Toros y pavo a la plancha
19 de abril 2026 - 03:12
Hubo un tiempo sin cerveza en que se bebían mostos, vinos negros y blancos, fortificados de Jerez y Córdoba. También se achicaban, gaznate abajo, alcoholes duros; a veces metílicos, cuya alquimia intrazable podía dañar la vista. Por extensión, se dice “cogerse un ciego” cuando alguien acorcha su lengua, pega cambayás, llora y babea carrillos ajenos; tercia y pendencia, o desata sus pajarillas (Shakespeare: “el alcohol estimula el sexo, pero dificulta su práctica”). Apenas se bebía cerveza hace cuatro generaciones.
De norte a sur, también se era taurino más que futbolero. Los toricantanos –creación léxica de Quevedo–eran chavales que se negaban a heredar miseria.
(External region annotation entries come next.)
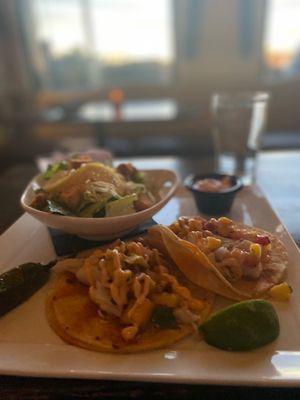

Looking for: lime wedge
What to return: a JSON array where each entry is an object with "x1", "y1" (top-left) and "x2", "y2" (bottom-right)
[{"x1": 199, "y1": 300, "x2": 280, "y2": 351}]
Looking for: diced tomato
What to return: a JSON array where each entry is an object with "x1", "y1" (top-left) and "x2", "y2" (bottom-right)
[
  {"x1": 203, "y1": 221, "x2": 217, "y2": 232},
  {"x1": 255, "y1": 235, "x2": 271, "y2": 246},
  {"x1": 244, "y1": 254, "x2": 259, "y2": 268}
]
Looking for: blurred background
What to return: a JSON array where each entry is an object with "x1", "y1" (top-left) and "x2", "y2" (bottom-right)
[{"x1": 0, "y1": 0, "x2": 300, "y2": 170}]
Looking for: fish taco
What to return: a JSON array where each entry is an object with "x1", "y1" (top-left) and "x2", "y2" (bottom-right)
[
  {"x1": 148, "y1": 217, "x2": 288, "y2": 300},
  {"x1": 46, "y1": 240, "x2": 214, "y2": 353}
]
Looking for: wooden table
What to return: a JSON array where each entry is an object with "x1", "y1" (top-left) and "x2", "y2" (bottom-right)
[{"x1": 0, "y1": 151, "x2": 300, "y2": 400}]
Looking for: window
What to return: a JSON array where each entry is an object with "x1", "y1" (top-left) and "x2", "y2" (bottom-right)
[
  {"x1": 29, "y1": 0, "x2": 174, "y2": 90},
  {"x1": 265, "y1": 0, "x2": 300, "y2": 78}
]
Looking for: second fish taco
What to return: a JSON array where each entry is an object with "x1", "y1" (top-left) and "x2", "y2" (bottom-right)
[{"x1": 149, "y1": 217, "x2": 288, "y2": 300}]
Dos temporadas me regaló mi abuelo un abono de 9.000 pesetas en la Grada del 9, reservada a jubilados y estudiantes y a escasos metros de los músicos, cuyo maestro decidía cuándo otorgar pasodobles levantando el brazo, o, con ese mismo gesto displicente, castigar de inmediato al torero si lo desarmaban, o su lidia se venía abajo. El Viti y Puerta, ya mayores; Manili, Capea, Manzanares en el pase de pecho y en la suerte suprema de “recibiendo”. Paquirri con las banderillas y el estoque. Vi al de Zahara de los Atunes sufrir una cogida calcada a la que lo tocaría de muerte Avispado, en Pozoblanco.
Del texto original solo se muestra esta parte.